(Nogas1974, Wikimedia Commons)
30 Apr. 2019. Researchers in Finland developed tiny drug-delivery capsules made of folded pieces of DNA, with the capsules opening and closing in specified chemical environments. The team from University of Jyväskylä and Aalto University in Helsinki describe the technology in the 16 April issue of the journal ACS Nano (paid subscription required).
The team from the biomaterials lab of Aalto University polymer chemistry professor Mauri Kostiainen is seeking better methods for delivery of drug nanoparticles using the natural substance DNA as the delivery method. Nanoscale particle drug formulations are often considered desirable for targeted treatments and drugs released over an extended period of time. In a recent story, Science & Enterprise described experiments sponsored by drug maker AstraZeneca sent to the International Space Station testing effects of microgravity or weightlessness on drug nanoparticles.
For this task, the researchers faced a number of hurdles, including preparation of DNA strands into capsule-like packages, and a programmable triggering mechanism to open the package at the right time. Plus, the entire package must be small enough to interact with individual cells.
The team led by Veikko Linko, now an adjunct professor in biomaterials at Aalto, took advantage of characteristics in DNA that allow the nucleic acids in DNA to be synthesized and constructed for purposes other than describing genetic codes. Among these properties is DNA’s extremely small size, making it possible to put together strands of DNA into more complex structures, while still at nanoscale dimensions, where 1 nanometer equals 1 billionth of a meter.
Linko and colleagues constructed strands of DNA into capsule-like devices. The researchers folded complementary triple strands of DNA that bond together with similar hydrogen atoms. In addition, the strands could be folded in patterns based on origami, the Japanese art of paper folding. This design creates open spaces for drug molecule cargoes, while keeping the overall structure nanoscale in size.
The team then tackled programming the package to open at the right time to release its drug cargoes.
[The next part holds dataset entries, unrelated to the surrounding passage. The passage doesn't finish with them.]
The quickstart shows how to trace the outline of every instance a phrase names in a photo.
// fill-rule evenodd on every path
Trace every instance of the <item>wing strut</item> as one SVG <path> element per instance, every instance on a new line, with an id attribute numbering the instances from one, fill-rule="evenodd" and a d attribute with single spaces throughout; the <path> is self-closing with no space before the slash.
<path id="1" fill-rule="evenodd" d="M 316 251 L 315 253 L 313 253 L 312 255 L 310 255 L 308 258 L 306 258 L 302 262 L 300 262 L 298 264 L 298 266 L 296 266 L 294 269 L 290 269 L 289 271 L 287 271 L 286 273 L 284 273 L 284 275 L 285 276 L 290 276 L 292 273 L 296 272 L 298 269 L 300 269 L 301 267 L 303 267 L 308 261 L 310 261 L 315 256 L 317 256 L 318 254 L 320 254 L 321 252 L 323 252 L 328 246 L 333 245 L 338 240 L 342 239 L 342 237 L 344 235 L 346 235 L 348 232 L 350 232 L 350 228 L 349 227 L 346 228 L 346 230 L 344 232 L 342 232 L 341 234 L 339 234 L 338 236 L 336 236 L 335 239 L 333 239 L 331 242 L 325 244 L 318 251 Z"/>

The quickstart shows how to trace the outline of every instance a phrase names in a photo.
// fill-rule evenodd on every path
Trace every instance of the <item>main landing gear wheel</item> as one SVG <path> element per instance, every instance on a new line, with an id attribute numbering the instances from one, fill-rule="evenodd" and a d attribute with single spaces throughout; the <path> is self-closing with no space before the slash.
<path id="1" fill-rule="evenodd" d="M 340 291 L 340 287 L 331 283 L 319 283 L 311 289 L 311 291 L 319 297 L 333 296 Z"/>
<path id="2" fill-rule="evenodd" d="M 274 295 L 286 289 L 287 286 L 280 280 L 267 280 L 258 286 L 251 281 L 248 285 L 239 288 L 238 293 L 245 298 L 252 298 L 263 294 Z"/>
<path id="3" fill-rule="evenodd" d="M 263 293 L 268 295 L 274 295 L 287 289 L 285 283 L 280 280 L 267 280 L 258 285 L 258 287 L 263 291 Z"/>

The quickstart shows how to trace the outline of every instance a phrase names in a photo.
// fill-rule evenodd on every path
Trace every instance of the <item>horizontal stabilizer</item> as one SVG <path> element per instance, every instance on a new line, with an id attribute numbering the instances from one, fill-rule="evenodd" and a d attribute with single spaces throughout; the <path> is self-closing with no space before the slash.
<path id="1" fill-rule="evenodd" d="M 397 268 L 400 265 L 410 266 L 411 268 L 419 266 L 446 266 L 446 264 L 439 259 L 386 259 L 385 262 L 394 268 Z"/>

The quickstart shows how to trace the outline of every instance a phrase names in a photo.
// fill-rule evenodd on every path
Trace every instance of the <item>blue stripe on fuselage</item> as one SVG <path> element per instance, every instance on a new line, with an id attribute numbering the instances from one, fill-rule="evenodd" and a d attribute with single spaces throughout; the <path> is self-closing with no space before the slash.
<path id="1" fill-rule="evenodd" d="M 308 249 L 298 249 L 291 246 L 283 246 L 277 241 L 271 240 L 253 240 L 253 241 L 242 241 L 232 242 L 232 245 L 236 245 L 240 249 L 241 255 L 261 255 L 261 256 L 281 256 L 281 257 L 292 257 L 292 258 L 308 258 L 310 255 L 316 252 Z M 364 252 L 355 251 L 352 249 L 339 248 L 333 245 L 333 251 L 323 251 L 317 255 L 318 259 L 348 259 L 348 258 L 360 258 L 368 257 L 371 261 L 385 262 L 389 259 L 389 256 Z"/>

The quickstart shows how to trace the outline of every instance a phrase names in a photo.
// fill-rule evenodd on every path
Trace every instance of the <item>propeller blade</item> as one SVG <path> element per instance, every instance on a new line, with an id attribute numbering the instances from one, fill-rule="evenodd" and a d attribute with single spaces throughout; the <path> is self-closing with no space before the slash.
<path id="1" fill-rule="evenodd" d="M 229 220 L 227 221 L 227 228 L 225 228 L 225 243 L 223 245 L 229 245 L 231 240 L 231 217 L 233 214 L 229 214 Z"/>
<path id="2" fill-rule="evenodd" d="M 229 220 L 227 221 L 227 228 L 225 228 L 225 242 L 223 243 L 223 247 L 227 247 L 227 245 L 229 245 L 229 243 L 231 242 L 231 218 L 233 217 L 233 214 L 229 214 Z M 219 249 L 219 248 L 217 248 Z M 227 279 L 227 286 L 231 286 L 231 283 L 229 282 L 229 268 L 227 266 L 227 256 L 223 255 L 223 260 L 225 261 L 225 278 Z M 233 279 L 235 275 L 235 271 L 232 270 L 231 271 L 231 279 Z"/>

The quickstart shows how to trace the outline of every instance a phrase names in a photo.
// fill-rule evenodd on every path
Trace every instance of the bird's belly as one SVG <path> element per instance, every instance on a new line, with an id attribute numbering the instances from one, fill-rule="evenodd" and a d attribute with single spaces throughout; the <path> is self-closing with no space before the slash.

The team chose complementary triple DNA strands for the package with chemistries that respond to specific pH levels, indicating levels of acids or bases in the solutions, opening and closing in the presence of specific concentrations.
“The triplex formation can happen only when the surrounding pH of the solution is right,” says doctoral candidate and first author Heini Ijäs, in a University of Jyväskylä statement. “We call these pH-responsive strands ‘pH latches’, because when the strands interact, they function similarly to their macroscopic counterparts and lock the capsule in a closed state.” Ijäs adds, “The opening of the capsule is actually very rapid and requires only a slight pH increase in the solution.”
The researchers tested DNA capsules in the lab with gold nanoparticles and enzymes, and at various pH levels. The team demonstrated the DNA capsules opening at high pH levels to fill the capsules with cargoes, then closing at low pH for delivery, and opening again at high pH levels to release the cargoes. The researchers also tested the capsules in magnesium and sodium solutions.
“The most intriguing thing about the DNA origami capsules,” notes Linko, “is that the threshold pH at which the opening and closing take place is fully adjustable by selecting the base sequences of the pH latches. We designed the threshold pH to be 7.2-7.3, close to the blood pH. In the future, this type of drug carrier could be optimized to selectively open inside specific cancer cells, which can maintain a higher pH than normal healthy ones.”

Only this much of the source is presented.